Tuesday, 26 January 2016

I Have America Surrounded: The Life of Timothy Leary by John Higgs

Currently reading...

Friday, 15 January 2016

The Locktender's House by Steven Sherrill

When she felt brave enough, strong
enough, she'd name the mountain too.
Having now read three novels by Steven Sherrill, I'm beginning to suspect that he hit his zenith with The Minotaur Takes A Cigarette Break and it's all been a gentle wavy curve downwards thereafter. I don't recall much about Visits from the Drowned Girl other than I was disappointed, and sadly, I feel the same way about this one. 

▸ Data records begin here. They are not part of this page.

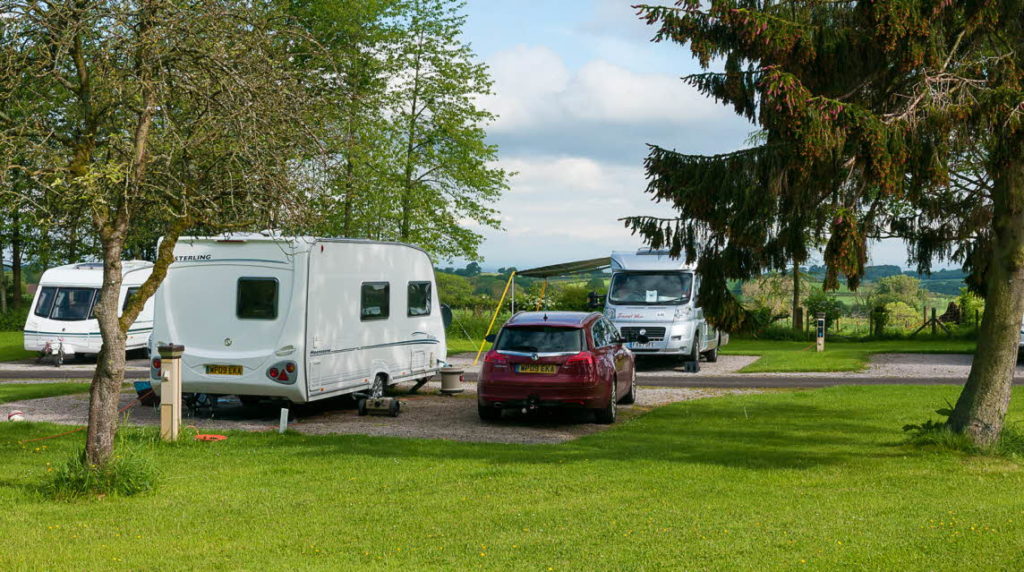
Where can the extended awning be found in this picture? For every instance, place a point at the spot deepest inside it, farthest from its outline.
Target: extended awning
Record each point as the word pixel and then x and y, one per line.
pixel 567 268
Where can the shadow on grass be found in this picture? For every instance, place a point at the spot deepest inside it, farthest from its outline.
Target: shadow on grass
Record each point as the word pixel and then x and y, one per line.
pixel 770 436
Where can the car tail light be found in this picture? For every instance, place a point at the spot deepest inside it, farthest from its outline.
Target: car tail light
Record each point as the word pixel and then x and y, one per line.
pixel 582 364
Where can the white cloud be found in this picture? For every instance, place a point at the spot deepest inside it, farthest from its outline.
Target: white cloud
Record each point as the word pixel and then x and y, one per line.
pixel 535 90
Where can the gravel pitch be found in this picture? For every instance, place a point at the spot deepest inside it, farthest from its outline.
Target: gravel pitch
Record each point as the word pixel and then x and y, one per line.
pixel 427 415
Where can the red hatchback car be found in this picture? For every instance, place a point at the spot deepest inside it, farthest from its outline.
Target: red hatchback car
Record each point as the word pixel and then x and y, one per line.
pixel 543 359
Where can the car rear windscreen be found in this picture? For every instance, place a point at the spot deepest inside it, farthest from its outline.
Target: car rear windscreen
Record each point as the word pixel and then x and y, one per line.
pixel 541 339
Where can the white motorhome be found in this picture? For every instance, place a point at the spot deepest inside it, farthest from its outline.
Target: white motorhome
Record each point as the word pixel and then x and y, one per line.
pixel 62 321
pixel 298 318
pixel 655 296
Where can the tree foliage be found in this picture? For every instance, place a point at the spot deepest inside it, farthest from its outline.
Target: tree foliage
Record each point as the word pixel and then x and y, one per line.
pixel 902 118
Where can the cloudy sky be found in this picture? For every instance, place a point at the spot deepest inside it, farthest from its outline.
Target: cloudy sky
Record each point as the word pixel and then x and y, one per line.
pixel 581 90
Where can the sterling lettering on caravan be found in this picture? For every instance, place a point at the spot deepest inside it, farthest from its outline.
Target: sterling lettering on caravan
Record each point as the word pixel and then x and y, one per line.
pixel 194 258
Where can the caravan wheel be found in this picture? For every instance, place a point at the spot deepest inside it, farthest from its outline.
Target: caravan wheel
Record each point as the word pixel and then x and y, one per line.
pixel 378 387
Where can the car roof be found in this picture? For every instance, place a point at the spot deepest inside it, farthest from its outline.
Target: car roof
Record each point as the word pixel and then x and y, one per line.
pixel 561 319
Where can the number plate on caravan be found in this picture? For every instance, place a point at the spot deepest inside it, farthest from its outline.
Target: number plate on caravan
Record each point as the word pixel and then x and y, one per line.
pixel 223 369
pixel 536 368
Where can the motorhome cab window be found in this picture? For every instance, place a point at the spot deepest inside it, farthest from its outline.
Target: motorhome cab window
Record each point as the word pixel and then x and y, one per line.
pixel 651 288
pixel 419 299
pixel 257 299
pixel 72 303
pixel 376 301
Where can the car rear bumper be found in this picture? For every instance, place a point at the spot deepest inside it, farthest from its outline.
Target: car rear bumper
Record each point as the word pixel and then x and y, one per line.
pixel 515 396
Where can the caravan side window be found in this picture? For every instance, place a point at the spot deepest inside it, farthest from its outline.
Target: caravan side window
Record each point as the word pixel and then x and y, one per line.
pixel 419 299
pixel 376 301
pixel 257 299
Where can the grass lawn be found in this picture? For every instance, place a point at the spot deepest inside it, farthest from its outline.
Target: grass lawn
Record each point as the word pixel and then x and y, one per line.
pixel 11 347
pixel 17 392
pixel 839 356
pixel 774 481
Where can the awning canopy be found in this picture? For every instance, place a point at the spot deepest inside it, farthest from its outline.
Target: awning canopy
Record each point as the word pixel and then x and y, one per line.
pixel 567 268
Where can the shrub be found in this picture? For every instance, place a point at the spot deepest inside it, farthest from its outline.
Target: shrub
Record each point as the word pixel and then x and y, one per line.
pixel 128 473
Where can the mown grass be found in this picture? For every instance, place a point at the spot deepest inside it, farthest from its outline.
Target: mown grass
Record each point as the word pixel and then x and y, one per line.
pixel 12 347
pixel 839 356
pixel 19 392
pixel 820 479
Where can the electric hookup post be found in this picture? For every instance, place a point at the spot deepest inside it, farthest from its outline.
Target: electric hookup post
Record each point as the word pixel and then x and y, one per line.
pixel 820 331
pixel 170 391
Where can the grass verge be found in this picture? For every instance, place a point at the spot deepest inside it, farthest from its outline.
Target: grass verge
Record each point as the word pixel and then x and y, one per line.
pixel 822 479
pixel 11 347
pixel 18 392
pixel 839 356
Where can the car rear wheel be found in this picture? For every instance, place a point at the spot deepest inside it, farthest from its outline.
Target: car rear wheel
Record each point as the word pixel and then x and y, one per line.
pixel 606 414
pixel 487 412
pixel 631 397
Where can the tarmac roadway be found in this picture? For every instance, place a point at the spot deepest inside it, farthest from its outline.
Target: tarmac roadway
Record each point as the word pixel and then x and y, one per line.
pixel 931 369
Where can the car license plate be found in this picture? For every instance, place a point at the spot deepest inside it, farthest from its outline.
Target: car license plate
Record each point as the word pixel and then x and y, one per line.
pixel 223 369
pixel 536 368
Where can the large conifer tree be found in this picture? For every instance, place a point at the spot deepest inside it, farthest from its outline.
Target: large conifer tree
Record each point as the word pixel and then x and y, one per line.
pixel 887 118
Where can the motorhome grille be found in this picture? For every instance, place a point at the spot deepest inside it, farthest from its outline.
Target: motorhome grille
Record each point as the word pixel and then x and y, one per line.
pixel 631 333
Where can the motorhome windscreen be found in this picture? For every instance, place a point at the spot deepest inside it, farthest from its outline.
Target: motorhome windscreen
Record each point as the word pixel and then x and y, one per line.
pixel 650 288
pixel 72 304
pixel 257 299
pixel 544 339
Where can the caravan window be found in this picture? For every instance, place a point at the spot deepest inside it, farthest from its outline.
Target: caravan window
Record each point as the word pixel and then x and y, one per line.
pixel 73 304
pixel 419 299
pixel 376 299
pixel 257 299
pixel 45 302
pixel 131 292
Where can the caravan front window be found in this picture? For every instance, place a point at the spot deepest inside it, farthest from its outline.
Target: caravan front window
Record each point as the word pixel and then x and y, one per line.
pixel 257 299
pixel 72 304
pixel 45 302
pixel 376 301
pixel 650 288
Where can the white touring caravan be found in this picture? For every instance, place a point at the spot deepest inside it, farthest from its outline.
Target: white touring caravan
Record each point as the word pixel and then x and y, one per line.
pixel 655 296
pixel 61 321
pixel 298 318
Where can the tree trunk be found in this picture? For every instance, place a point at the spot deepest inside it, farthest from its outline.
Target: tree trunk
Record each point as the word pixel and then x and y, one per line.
pixel 15 258
pixel 982 405
pixel 105 390
pixel 798 316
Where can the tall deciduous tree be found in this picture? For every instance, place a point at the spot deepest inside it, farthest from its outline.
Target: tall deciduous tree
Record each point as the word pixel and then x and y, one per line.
pixel 152 117
pixel 898 118
pixel 444 176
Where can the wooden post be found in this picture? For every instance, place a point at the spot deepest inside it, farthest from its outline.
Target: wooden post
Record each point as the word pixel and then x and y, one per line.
pixel 170 391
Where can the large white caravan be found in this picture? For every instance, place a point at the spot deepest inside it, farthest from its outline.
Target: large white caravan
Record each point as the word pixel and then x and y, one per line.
pixel 298 318
pixel 62 321
pixel 655 296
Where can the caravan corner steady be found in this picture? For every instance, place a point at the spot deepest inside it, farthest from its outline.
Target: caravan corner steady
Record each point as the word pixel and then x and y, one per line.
pixel 655 296
pixel 299 318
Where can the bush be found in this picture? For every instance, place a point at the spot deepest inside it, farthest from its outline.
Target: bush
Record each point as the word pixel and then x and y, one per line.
pixel 127 474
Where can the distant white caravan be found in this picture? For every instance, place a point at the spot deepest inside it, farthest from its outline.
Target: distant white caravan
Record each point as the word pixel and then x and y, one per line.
pixel 62 321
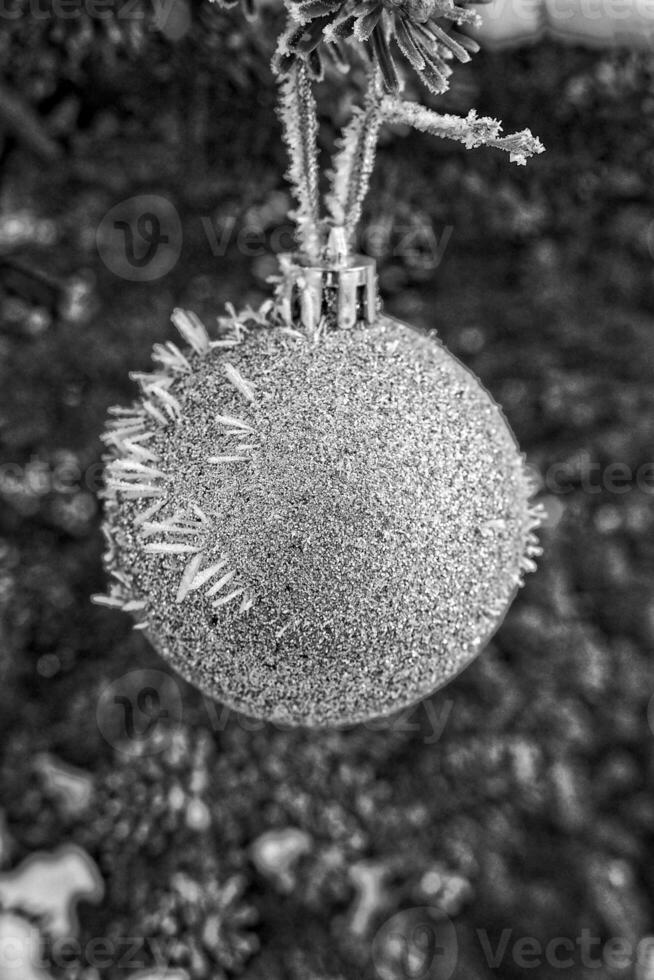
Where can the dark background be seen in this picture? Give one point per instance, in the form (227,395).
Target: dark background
(532,809)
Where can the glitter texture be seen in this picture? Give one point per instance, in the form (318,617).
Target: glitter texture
(319,531)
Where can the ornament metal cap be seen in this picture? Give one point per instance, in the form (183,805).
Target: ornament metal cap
(341,290)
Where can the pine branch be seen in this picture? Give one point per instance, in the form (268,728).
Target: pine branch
(354,161)
(297,110)
(472,131)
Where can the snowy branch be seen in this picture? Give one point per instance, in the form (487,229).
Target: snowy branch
(471,130)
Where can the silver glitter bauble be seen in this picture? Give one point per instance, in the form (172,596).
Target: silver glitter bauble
(315,529)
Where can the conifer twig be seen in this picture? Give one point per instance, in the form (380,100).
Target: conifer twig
(471,130)
(354,160)
(297,110)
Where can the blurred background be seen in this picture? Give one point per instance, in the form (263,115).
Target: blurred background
(505,825)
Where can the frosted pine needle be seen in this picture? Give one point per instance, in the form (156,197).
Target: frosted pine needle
(227,459)
(221,583)
(208,573)
(192,330)
(167,548)
(227,598)
(154,413)
(149,513)
(190,572)
(106,600)
(229,420)
(236,378)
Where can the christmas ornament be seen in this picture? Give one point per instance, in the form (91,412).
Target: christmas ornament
(319,516)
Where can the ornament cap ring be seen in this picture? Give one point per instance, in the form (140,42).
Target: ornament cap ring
(339,291)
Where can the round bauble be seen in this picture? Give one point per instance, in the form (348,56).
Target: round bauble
(315,529)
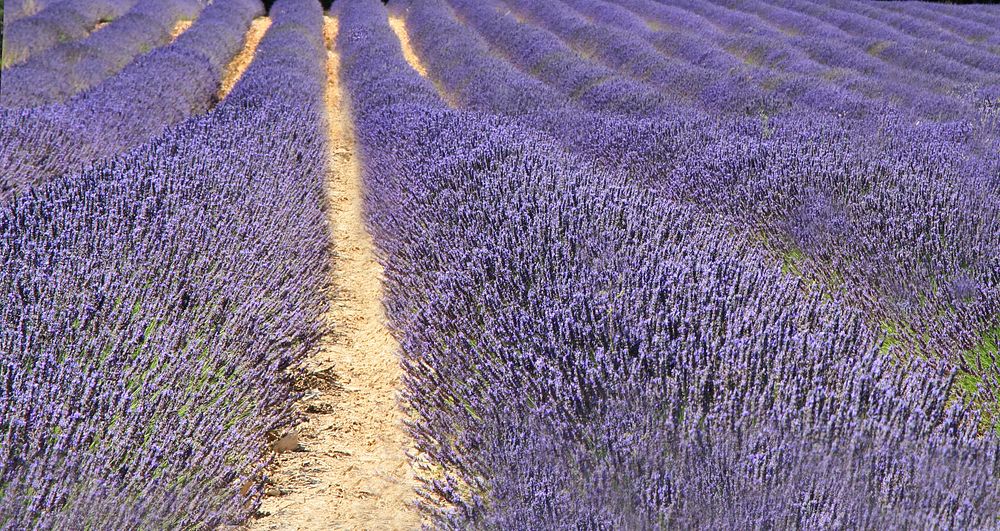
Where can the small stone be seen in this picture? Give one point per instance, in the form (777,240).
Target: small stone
(287,443)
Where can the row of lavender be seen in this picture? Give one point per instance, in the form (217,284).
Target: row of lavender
(125,110)
(156,305)
(584,348)
(59,21)
(71,67)
(901,216)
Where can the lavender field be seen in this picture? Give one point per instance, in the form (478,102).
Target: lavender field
(499,264)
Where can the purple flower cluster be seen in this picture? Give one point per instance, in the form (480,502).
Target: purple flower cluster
(59,21)
(706,318)
(71,67)
(126,109)
(838,196)
(153,304)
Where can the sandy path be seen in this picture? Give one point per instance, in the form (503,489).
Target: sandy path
(239,64)
(398,25)
(354,473)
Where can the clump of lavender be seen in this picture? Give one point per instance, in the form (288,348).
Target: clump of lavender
(155,308)
(590,346)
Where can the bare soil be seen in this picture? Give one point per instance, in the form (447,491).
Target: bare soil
(398,25)
(180,27)
(239,64)
(349,467)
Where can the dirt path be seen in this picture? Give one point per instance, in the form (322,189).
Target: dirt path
(239,64)
(398,26)
(354,473)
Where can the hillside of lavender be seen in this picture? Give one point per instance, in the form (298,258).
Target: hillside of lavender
(651,264)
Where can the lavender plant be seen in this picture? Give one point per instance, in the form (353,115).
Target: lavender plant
(59,21)
(68,68)
(125,110)
(155,304)
(589,347)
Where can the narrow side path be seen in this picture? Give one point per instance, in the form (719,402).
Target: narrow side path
(351,471)
(239,64)
(398,25)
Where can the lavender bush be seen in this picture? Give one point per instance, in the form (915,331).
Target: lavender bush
(125,110)
(59,21)
(154,304)
(651,265)
(72,67)
(617,341)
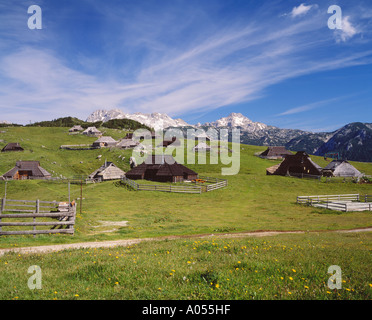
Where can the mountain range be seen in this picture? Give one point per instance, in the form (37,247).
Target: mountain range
(351,142)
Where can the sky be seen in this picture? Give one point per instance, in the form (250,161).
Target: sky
(276,62)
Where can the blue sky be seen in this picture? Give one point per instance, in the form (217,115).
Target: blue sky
(276,62)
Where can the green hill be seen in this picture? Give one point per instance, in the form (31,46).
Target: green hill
(252,200)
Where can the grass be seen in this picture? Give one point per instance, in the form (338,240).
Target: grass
(252,200)
(279,267)
(213,268)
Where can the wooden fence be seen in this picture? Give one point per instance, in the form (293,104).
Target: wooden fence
(79,147)
(64,212)
(198,187)
(342,202)
(338,197)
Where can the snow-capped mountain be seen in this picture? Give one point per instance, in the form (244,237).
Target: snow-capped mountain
(235,120)
(153,120)
(352,141)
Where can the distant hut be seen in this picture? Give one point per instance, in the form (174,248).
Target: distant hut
(202,146)
(275,152)
(13,146)
(298,164)
(129,135)
(105,141)
(27,170)
(108,171)
(174,142)
(203,137)
(126,144)
(161,168)
(340,168)
(92,132)
(76,128)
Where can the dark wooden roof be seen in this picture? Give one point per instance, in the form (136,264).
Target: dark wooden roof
(275,151)
(297,164)
(12,146)
(160,166)
(33,166)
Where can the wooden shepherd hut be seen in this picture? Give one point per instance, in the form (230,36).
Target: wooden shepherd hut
(298,164)
(275,152)
(13,146)
(126,144)
(105,141)
(161,168)
(27,170)
(76,128)
(107,171)
(340,168)
(92,132)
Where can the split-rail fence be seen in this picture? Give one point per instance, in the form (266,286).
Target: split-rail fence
(209,184)
(64,212)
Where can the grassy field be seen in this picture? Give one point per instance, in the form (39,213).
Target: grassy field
(252,200)
(280,267)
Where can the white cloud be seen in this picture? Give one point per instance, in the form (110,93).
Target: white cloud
(347,31)
(302,9)
(228,66)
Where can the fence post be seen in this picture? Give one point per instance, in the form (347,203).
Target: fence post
(37,211)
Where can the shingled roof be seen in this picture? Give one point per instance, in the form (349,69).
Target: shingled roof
(296,164)
(12,146)
(275,152)
(161,168)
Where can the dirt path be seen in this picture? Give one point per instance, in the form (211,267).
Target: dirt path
(125,243)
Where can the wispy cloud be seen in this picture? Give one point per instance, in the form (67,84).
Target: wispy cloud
(308,107)
(175,72)
(301,10)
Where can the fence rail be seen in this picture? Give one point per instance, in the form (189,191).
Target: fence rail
(338,197)
(63,211)
(199,187)
(341,202)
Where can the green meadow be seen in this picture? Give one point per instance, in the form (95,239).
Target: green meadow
(282,267)
(217,268)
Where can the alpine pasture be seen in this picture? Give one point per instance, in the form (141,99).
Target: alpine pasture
(279,267)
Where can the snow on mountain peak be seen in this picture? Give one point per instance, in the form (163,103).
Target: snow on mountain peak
(154,120)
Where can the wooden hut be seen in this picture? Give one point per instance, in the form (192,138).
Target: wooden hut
(202,146)
(340,168)
(161,168)
(92,132)
(13,146)
(298,164)
(105,141)
(202,137)
(126,144)
(76,128)
(275,152)
(27,170)
(174,142)
(108,171)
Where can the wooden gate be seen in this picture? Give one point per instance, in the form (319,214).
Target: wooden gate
(43,211)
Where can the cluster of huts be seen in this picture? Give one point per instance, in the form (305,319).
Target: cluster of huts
(300,164)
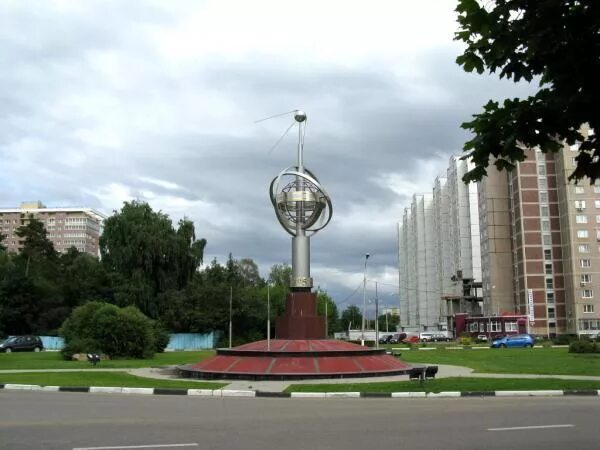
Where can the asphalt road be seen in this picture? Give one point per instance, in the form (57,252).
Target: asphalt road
(52,420)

It's basically another ghost story, one wherein the protagonist is haunted by her past in a generally tactile fashion. However, maybe she dreams, maybe she's remembering, or maybe she's remembering dreaming, or vice versa, and so on. Janice Witherspoon wakes up with a migraine to receive a call telling her that her boyfriend, the other half of a relationship of convenience and inertia, has been killed during his tour in the Middle East, and so she goes on the run from her life, winding up in a lock-keeper's house in Pennsylvania, miles, she thinks, from civilisation, a place to which she feels deep down in her bones she has some kind of connection. Cue disorientating dream/memory sequences, crows, goats, tiny bone armchairs and sleepwalking. Then she finds her closest neighbour is a handsome, recluse, stone-carving, older, naked-yoga-performing professor who is immeasurably kind and supportive up to the point where he thinks she's gone crazy when a ghost tries to drown her in the bathtub and she subsequently tries to rape him. 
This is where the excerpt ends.